Chinese President Xi Jinping is about to take center stage at the ultimate gathering of globalists from the world over, and he hopes to make his country the middle of global attention while he's at it.
Xi will speak before elite business and political leaders at the World Economic Forum in Davos next Tuesday, just days before populist President-elect Donald Trump is sworn into office in the United States. Beijing will use the appearance in Switzerland to favorably contrast Xi and China with Trump and the United States.
Already before taking office, Trump has leaned hard on American companies to keep operations in the U.S., and he has chosen vocal China critics for top positions on trade and defense. In contrast, Xi is expected in his opening plenary speech to play up China as a proponent of globalization.
"I think China's trying to send a signal that it's the world's most responsible stakeholder. The U.S. by contrast is a greater source of anxiety, tensions and volatility," said Scott Kennedy, deputy director, Freeman Chair in China Studies, at the Center for Strategic and International Studies.
"The growing tensions between the U.S. and China gives this a bigger, larger significance than it otherwise would have," he said.
Xi will be the first Chinese president to attend the World Economic Forum's Davos gathering and comes as part of a state visit to Switzerland, just ahead of the Lunar New Year. Xi is a well-traveled Chinese leader who is also expected to consolidate his own power within China at a Communist Party congress this fall.
As the leader of the world's second-largest economy, Xi will embrace the opportunity at Davos to show that the international community needs to pay attention to China's interests.

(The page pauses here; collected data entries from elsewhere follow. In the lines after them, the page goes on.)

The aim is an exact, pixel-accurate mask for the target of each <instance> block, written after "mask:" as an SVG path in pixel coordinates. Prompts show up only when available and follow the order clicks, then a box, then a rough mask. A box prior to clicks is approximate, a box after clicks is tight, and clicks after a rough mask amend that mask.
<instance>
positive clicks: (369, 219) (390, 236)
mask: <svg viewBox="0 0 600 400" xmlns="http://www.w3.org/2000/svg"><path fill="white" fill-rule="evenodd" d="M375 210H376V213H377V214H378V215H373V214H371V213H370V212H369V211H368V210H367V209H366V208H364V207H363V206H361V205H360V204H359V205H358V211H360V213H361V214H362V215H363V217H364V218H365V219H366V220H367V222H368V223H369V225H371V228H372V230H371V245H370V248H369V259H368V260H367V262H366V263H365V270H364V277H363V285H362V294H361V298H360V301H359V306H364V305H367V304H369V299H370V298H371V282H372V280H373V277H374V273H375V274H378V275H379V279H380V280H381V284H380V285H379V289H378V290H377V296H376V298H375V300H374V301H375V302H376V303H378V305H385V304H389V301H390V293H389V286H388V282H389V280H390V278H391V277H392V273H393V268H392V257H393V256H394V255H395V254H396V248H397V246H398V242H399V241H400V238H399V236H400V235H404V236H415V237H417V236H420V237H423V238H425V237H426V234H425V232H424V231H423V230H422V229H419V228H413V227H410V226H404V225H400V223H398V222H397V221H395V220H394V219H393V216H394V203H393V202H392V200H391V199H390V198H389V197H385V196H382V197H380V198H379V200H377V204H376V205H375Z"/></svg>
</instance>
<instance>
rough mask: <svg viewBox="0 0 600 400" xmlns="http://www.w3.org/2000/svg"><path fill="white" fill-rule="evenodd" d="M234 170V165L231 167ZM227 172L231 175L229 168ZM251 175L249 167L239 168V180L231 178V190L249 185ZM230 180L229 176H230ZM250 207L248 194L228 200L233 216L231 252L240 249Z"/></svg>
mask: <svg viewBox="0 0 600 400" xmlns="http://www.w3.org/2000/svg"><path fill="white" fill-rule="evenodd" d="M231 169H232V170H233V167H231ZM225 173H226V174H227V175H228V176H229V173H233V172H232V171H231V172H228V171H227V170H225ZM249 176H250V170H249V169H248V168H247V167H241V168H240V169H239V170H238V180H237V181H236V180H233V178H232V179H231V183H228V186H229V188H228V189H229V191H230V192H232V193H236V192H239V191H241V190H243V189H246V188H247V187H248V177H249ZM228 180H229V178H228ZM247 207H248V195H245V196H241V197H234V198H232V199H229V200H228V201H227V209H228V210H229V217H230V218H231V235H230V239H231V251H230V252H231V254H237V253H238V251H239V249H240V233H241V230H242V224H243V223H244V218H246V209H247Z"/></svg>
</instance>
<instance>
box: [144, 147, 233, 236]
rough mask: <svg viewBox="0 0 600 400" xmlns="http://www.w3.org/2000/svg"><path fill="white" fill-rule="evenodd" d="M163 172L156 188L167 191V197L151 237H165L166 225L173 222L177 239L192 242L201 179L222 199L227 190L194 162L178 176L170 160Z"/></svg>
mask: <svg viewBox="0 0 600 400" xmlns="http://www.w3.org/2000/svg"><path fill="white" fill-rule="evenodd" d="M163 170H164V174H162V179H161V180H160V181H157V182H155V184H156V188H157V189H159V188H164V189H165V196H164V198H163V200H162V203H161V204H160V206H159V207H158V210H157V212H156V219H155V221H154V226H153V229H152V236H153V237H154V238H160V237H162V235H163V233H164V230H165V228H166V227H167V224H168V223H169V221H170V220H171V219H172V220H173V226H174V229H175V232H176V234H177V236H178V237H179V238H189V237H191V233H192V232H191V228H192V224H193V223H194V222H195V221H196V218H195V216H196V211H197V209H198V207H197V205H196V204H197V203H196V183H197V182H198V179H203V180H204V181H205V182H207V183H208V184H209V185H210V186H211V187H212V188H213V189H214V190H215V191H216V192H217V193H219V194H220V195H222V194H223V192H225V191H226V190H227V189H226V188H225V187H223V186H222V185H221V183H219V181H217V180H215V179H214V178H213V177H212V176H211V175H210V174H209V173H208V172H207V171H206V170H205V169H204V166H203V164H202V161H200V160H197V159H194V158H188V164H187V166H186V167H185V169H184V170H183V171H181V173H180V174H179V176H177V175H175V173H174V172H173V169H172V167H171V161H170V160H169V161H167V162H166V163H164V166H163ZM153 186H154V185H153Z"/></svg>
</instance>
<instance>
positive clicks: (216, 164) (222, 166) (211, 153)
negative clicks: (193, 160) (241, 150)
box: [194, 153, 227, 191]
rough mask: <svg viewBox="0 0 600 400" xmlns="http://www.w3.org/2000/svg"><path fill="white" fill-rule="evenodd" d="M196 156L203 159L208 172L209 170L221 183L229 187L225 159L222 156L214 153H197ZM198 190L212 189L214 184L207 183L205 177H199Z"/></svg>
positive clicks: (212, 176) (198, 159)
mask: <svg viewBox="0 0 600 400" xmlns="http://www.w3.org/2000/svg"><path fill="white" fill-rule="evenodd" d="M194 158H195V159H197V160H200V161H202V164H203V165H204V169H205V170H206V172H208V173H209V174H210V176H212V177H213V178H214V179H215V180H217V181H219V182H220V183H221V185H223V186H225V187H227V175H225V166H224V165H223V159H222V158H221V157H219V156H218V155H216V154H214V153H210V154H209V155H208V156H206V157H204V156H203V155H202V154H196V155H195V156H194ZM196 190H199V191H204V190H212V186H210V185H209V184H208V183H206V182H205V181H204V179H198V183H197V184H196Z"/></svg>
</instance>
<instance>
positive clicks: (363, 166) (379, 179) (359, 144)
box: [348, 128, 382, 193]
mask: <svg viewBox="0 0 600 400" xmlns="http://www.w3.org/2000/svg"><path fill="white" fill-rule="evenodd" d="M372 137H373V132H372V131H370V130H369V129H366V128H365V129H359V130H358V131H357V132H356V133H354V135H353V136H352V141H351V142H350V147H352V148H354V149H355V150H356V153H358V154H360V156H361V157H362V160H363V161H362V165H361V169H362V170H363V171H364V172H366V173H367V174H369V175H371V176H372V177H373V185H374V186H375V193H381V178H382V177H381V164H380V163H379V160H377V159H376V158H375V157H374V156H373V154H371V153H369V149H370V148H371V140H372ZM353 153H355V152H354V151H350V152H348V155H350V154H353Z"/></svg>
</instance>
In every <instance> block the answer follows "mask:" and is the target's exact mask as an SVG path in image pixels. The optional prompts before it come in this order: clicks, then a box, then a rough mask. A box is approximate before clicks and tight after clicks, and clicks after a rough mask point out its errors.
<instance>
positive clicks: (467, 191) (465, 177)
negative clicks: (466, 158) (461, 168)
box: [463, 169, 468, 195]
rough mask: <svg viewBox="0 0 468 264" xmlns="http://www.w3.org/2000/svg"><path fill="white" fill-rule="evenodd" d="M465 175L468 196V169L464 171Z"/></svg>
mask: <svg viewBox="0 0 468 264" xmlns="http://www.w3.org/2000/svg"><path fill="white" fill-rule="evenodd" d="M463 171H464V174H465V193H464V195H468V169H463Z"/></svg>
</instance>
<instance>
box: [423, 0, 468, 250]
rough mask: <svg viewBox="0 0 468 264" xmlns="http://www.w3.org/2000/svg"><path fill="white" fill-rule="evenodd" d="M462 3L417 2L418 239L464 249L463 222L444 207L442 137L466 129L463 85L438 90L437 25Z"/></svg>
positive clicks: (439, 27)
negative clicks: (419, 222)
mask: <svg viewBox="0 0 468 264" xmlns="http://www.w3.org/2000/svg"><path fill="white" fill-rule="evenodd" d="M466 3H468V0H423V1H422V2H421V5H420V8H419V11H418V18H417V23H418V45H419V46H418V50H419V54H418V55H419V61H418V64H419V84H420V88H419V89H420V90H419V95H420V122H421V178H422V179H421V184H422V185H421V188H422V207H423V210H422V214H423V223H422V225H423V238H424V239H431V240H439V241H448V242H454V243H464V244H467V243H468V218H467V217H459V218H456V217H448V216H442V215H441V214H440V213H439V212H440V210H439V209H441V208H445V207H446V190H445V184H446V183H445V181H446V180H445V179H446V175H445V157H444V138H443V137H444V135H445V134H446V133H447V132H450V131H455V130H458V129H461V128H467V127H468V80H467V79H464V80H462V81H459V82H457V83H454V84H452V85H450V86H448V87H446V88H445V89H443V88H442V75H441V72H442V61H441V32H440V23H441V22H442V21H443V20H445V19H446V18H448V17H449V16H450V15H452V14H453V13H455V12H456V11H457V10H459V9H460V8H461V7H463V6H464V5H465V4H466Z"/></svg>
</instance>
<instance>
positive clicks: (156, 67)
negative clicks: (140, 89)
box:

"More than ever, China has to raise a voice, when we know President-elect Trump is challenging, criticizing China," said Richard Attias, who produced the World Economic Forum in Davos for 15 years and now heads consulting firm Richard Attias & Associates. "When you are challenged you need to react and I think what President Xi is doing is right."
At Davos, the Chinese "will talk to the businesses coming to explain to them, despite all the promises of President-elect Trump, [that] China will still be an interesting place to invest and include in your strategies," Attias said.
Beijing has taken several recent steps to position more at the center of global trade and finance. Last January, China launched the Asian Infrastructure Investment Bank to serve as a financing alternative to the U.S.-led World Bank.
More recently, China is stepping in replace the United States as the central player in Pacific trade, following the U.S. Congress' failure to ratify the Trans-Pacific Partnership trade agreement that was negotiated by the Obama administration.
China's investments include projects in Africa, Latin America and the European Union, and Beijing's "One Belt, One Road" program seeks to build infrastructure that links the country to surrounding underdeveloped regions.
China's heavily state-influenced companies have been on a buying spree, snapping up businesses, property and technology from Europe, Japan, Australia and the United States. Last year, China's global outbound foreign direct investment jumped by a whopping 40 percent to an estimated nearly $200 billion, according to a report released this month by Rhodium Group and the Mercator Institute for China Studies in Berlin.
Supported by a growing awareness that China uses protectionism and state supports to give its companies unfair advantages against the rest of the world, the Trump administration wants to reset the relationship between the two countries.
"I sense a lot of anxiety here in part because they're not really sure what the ask is from the incoming administration," Kennedy said, speaking from Beijing. "They are not ... sure what they are going to do and whether [when] they achieve those things they can achieve equilibrium."
Trump has picked "Death by China" author Peter Navarro to head a newly formed National Trade Council, and tapped for the U.S. Trade Representative post Robert Lighthizer, a lawyer who's fought against China dumping steel into the U.S. market.
Trump's "selection of the key economic advisors in the new administration, suggests there's likely to be increased tensions in coming years," said Yukon Huang, a senior fellow in the Carnegie Asia Program and formerly the World Bank's country director for China.
That means in his Davos speech, Xi "also has to indicate intentions in the future to continue liberalizing … objectives which the U.S. leaders and European leaders would want to support," Huang said.
Xi has been criticized outside of China for slowing or reversing some of the country's progress toward greater openness and economic liberalization.